Chances are your child has gotten into the habit of eating certain kind of foods.
- And the habit causes your kid to select certain foods repeatedly. Every time this happens, the habit is reinforced and strengthened.
The problem is that eating habits masquerade as food preferences.
- Once you get it into your head that your child doesn’t like, or won’t eat, certain kinds of food, it’s incredibly difficult to feed them to her—“It’s mean to make my kid eat food she doesn’t like.” So then you narrow the range of foods you provide and your child’s food restrictions are reinforced. It’s a vicious cycle.
3) Introduce as much textural variation as your toddler can tolerate. Don’t expect your child to make big textural leaps.
Stop thinking of foods primarily in terms of nutrients and start thinking of them in terms of texture.
- Yogurt isn’t calcium and protein. It’s soupy. It’s slurpy. It’s gooey. It’s great!
Then, consciously vary the textural characteristics of the food you offer your child. For some kids this is quite easy: Crunchy cereal at breakfast? Serve gooey PB&J at lunch. Smooth oatmeal at breakfast? Consider crunchy crackers at lunch. For more reluctant eaters you have to move more slowly:
- Incrementally expose your child to small textural changes. Start with a puree of peas, then mix in one or two finely chopped peas, then move on to larger lumps, and bigger bumps. Read about the process of slowly changing texture of food in For extreme fruit and vegetable avoiders…

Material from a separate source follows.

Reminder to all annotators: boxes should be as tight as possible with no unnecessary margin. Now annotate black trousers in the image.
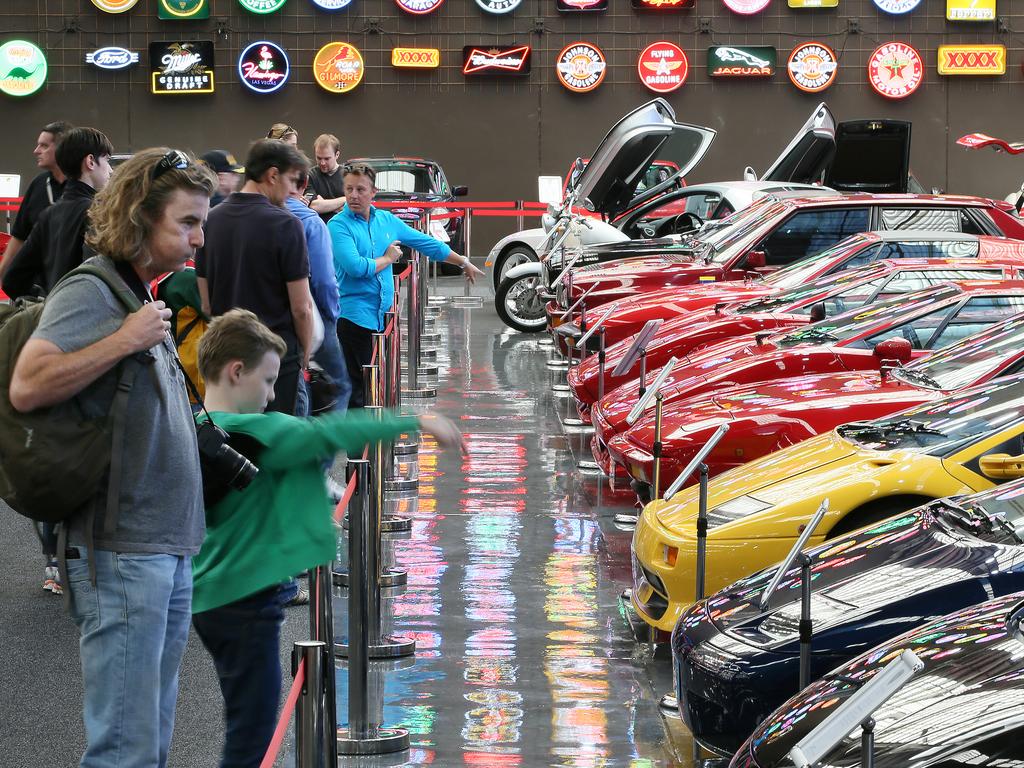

- Introduce textural variety by switching up the brands that you buy. The very characteristic that makes manufactured products successful—they are dependably the same every time you buy them—makes them lethal to the parent trying to expand a toddler’s textural tolerance. Read How Brands Bite You in the Butt!
Remember to talk to your tot about your goals, your aspirations and the textural changes you’re making.
- Kids, even young ones, need to be in the know. (You might as well be up front, you’ll never be able to put one over on your little lovely anyway.)
4) Be brave.
Serve more of what you want your child to eat.
- Then be content even when he eats less than you would want. If your tot tastes one bite of a new texture you have a reason to celebrate! I’m serious. One bite.
Finally, stop assuming you have to provide foods your kid will eat.
- Instead, start assuming it’s your kid’s job to start eating the foods you provide.
- What if he doesn’t? I’ll get to that in another next post. Until then, practice giving your child limited choices around meals and snacks —“Do you want yogurt or apples?”—but don’t cater to her demands. Catering only teaches kids the habit of holding out.
Good luck and let me know how it goes!